At this news Blake gasped, his face genuinely
grief-stricken. Inspector Lovelace got up to go, gathering his hat and umbrella
together. ‘Well, if that’s it? I’ll be off.’

‘No, no. Wait. I’ll help you. But I’m no murderer. Not
really much of a Theatre Manager really. What is it you want to know exactly?’

Inspector Lovelace sat down again heavily. He nodded, and
pretended to consult a list in his fob-book.

‘Now you’re talking sense. We already know about the
international diamond smuggling ring, and the counterfeit money production…’
The Inspector said all of this in a blasé manner, ticking it off his imaginary
list. Posie watched as Blake’s jaw literally dropped open.

‘So there’s probably not much you can add. Or is there?’

Blake spread his hands in front of him as if to ward off
traffic, and started gabbling fast:

‘I swear, Inspector, I had nothing to do with any of
that
malarkey.
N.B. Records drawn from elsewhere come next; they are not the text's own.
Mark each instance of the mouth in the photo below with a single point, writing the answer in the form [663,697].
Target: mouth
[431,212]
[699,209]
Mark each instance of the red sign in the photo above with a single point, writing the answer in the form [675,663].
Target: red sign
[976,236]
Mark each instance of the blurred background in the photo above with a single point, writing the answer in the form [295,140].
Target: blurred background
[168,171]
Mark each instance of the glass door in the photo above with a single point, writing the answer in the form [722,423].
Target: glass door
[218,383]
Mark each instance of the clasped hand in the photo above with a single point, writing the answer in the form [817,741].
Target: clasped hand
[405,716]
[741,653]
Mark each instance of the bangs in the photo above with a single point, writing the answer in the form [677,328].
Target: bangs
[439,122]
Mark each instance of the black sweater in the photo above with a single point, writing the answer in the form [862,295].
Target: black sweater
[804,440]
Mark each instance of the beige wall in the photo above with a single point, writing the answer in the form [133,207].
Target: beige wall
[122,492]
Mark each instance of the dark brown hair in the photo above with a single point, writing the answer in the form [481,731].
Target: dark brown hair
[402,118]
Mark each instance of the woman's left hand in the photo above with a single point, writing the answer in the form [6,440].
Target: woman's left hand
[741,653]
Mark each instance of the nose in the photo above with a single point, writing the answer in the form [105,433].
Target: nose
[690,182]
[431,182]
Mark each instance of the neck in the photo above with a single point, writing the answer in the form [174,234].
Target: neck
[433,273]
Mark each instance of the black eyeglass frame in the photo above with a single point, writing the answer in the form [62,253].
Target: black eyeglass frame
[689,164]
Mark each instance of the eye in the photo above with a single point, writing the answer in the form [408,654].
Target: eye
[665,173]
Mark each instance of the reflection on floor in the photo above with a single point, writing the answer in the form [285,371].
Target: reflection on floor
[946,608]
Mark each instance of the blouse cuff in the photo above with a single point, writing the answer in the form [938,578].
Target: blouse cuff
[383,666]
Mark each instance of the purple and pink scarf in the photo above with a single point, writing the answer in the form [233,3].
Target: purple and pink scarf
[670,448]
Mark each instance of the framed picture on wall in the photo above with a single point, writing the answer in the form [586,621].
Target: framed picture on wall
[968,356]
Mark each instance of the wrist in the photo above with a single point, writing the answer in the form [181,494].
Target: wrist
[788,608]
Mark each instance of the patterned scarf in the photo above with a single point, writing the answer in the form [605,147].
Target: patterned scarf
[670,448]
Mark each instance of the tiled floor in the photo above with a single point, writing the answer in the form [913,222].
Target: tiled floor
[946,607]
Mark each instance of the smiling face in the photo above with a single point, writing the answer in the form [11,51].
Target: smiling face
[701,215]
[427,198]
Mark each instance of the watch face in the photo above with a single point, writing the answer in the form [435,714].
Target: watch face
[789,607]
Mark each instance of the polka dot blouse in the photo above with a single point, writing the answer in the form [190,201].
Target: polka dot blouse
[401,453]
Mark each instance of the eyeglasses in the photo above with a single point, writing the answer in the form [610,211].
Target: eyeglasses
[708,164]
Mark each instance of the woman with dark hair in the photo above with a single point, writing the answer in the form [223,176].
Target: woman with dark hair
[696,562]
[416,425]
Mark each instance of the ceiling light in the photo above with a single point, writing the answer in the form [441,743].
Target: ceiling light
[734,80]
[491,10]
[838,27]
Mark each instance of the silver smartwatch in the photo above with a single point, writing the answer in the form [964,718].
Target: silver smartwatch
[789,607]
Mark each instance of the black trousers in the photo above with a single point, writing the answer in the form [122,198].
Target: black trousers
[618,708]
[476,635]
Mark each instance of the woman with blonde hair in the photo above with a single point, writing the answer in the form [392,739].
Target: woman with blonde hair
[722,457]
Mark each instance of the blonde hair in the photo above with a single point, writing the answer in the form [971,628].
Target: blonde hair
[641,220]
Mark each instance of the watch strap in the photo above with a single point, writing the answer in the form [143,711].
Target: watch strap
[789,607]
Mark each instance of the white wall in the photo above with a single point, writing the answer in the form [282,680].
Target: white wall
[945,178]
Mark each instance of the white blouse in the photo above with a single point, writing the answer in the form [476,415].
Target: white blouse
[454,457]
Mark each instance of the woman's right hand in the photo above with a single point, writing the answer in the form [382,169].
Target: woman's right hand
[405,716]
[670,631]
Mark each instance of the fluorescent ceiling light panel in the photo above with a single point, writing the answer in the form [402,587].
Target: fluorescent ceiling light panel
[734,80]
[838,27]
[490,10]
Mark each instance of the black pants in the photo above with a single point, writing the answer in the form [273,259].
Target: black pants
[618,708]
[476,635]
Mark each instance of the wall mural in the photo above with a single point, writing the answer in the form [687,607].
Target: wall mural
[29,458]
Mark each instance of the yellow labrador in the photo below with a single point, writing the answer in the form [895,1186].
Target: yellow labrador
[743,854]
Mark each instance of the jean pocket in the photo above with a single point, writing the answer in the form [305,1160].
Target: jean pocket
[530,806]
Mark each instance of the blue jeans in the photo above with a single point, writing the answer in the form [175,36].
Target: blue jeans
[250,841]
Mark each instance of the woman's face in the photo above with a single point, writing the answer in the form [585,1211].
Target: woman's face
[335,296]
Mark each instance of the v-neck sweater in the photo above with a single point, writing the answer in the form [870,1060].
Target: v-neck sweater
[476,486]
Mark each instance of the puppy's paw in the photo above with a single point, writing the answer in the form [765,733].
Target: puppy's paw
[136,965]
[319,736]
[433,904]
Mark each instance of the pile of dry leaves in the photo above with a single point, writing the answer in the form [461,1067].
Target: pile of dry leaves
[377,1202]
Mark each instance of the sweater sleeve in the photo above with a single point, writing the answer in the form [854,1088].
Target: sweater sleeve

I’m just a regular London lad, I never got mixed up in planning any
of that caboodle, nor my cousin Reggie, either. It was always my fancy to run a
theatre, and it seemed my dream came true at last, last year…when I was given
the chance…’

‘How did you meet your employer? Count della Rosa, isn’t
it?’

The very name seemed to change the atmosphere in the room,
and Posie saw Blake nervously licking his lips. He nodded.

‘I met him at a casino, I forget which one now. Somewhere in
Holborn, I think. I’d been down on my luck all night and I’d lost all I had. I
owed a pretty penny. I’d been hitting the sauce badly too. I was in a terrible
state when the Count turned up, seemingly out of nowhere. He paid off all my
gambling debts in one go and bought me a drink. He said he had a proposition
for me.’

‘Go on.’

‘He seemed to know all about me; about my cousin Reggie too.
Reggie had debts n’all. It was almost spooky, you know? As if he’d been
following me, watching me. I learnt later that’s what he’s best at, knowing
things about people: finding your weaknesses, knowing your secrets.’

Posie felt cold all over.

‘He said he knew I loved the theatre. He told me he’d just
acquired the lease on the Athenaeum Theatre in Piccadilly, and he needed a nice
solid English Manager and a Manager’s Assistant to run it for him. He said it
would be a piece of cake. Almost the whole lot of them were coming from abroad;
the best of the best
, he said. Crème de la crème, he said.’

‘That must have sounded tempting,’ remarked the Inspector
soothingly, privately thinking how naïve Mr Blake must be.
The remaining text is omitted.